We spoke to Aston Martin’s lead designer about his love of watches, and the one watch in particular he would never part with. In his own words, he explains why this particular Daytona holds such a special place in his heart
WHO: Marek Reichman, Chief Creative Officer of Aston Martin
WATCH: Rolex Daytona 116520
I’ve been interested in watches ever since I realised I wanted to be a designer, but I can trace the moment my interest really took hold more precisely to when my dad retired. It was 1983, and he was given an Omega as a retirement present from the steelworks where he worked. He had always worn a big old watch, a chunky Russian piece from way back – it suited his blacksmith’s hands. I remember seeing the thin Omega – it was really thin, I thought – and thinking ‘how on earth do they get all the same parts in there?’.
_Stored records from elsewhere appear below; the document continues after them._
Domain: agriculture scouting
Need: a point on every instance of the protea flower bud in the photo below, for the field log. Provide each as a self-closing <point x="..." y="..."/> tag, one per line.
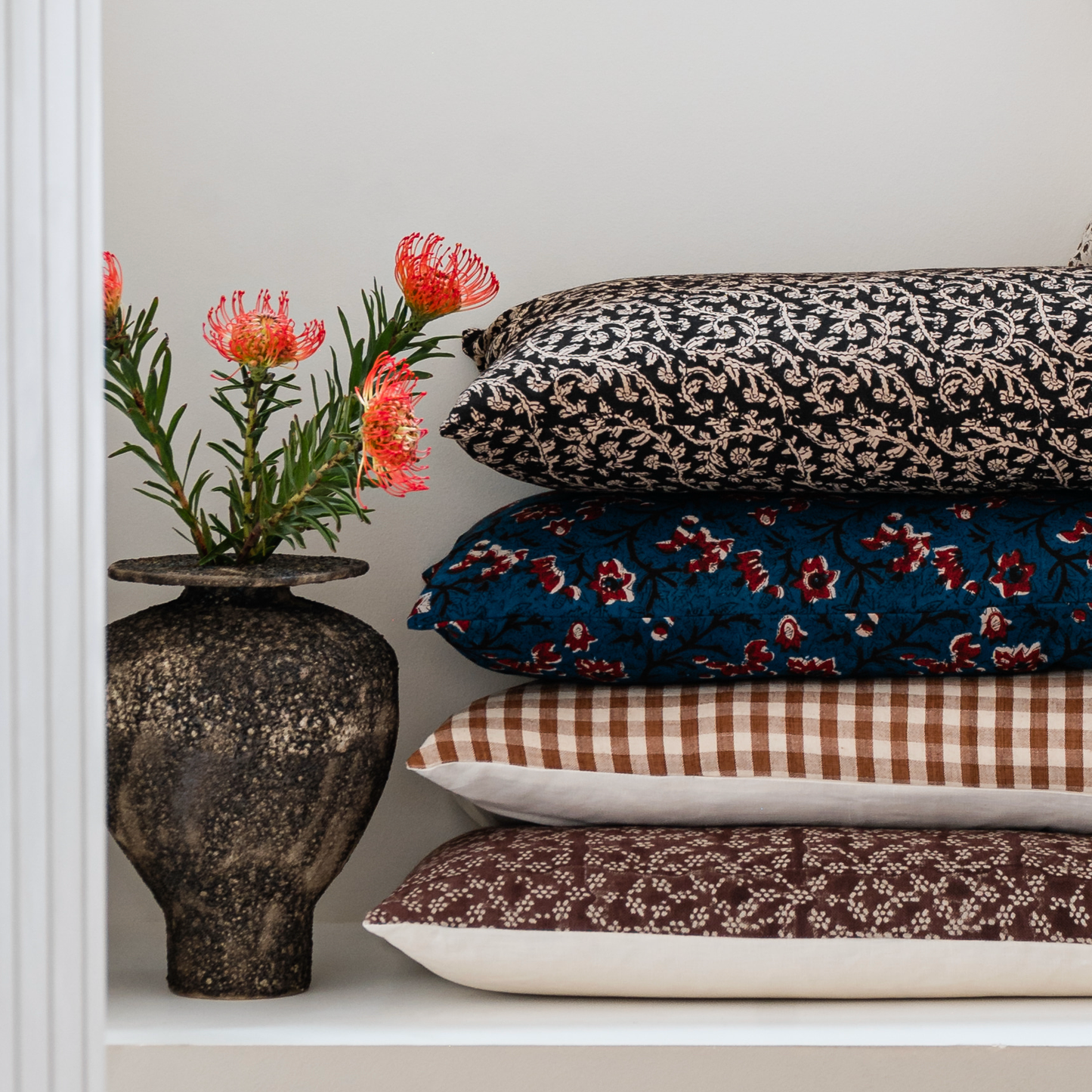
<point x="261" y="338"/>
<point x="390" y="432"/>
<point x="438" y="282"/>
<point x="112" y="286"/>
When I came to get my first proper watch, I started looking at Rolex because of their involvement in motorsport, but also because I’ve always respected how Rolex protects its brand, how they have such a strong image. I wanted a Daytona because it’s a design icon, you can recognise it from 10m away, and because it’s a solid, reliable watch. I like that it links back to the days when, if you were racing around Le Mans, and halfway round you wanted to know how you were doing, your watch was the only tool available.
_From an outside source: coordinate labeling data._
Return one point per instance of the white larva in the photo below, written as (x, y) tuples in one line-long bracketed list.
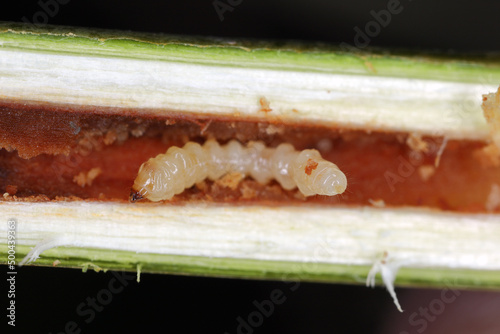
[(168, 174)]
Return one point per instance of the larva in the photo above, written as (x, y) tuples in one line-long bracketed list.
[(169, 174)]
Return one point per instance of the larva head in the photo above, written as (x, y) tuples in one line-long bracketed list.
[(153, 181), (317, 176), (142, 184)]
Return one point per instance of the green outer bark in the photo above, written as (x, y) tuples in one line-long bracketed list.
[(256, 55), (65, 40), (101, 259)]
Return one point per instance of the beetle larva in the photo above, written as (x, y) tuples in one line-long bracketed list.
[(169, 174)]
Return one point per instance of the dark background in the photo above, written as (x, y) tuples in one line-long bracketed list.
[(47, 298)]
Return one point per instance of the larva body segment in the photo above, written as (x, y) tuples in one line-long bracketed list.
[(169, 174)]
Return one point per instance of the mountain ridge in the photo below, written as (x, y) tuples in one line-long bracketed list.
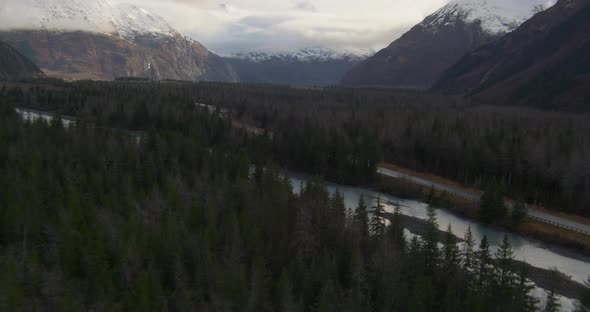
[(14, 65), (61, 37), (307, 66), (419, 57)]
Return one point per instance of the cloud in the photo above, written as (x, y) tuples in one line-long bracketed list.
[(305, 6), (261, 25)]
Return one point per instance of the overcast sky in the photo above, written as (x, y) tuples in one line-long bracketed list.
[(277, 25)]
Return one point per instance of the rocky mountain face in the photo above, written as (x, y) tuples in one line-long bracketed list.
[(80, 39), (417, 59), (14, 65), (305, 67), (544, 63)]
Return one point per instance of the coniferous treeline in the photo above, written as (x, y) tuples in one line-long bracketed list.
[(93, 219), (343, 134)]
I bought mine at a dealers in London in about 2005, near Bond St. I had to wait 3 or 4 months, which I now realise isn’t actually that bad! I did consider going for a vintage piece, but the way I looked at it, I wanted buying my first proper watch to be like buying my first new car; I wanted something no-one else had used, that still had all the stickers on it, something that was really mine.
I’ve got several other watches – pieces from Jaeger-LeCoultre, Graham, Bell & Ross – but this is the one I’d never part with. It was my first Rolex (I later went on to buy another Daytona, in white gold with a blue dial) as well as my first “proper” watch, and the motorsport link means a lot. My favourite race in the world is Le Mans, and what’s the main thing you see across the circuit? Rolex’s timekeeping. Ironically, one of the only races I’ve never been to is Daytona itself!
Watches have an emotional attachment to them, and for men they’re often the only piece of physical memory that gets handed down. I barely wear this one, but that’s because I want to hand it down to my son Zak, who’s seven now. He’ll have a vintage watch then, and I want it to be in good condition for him.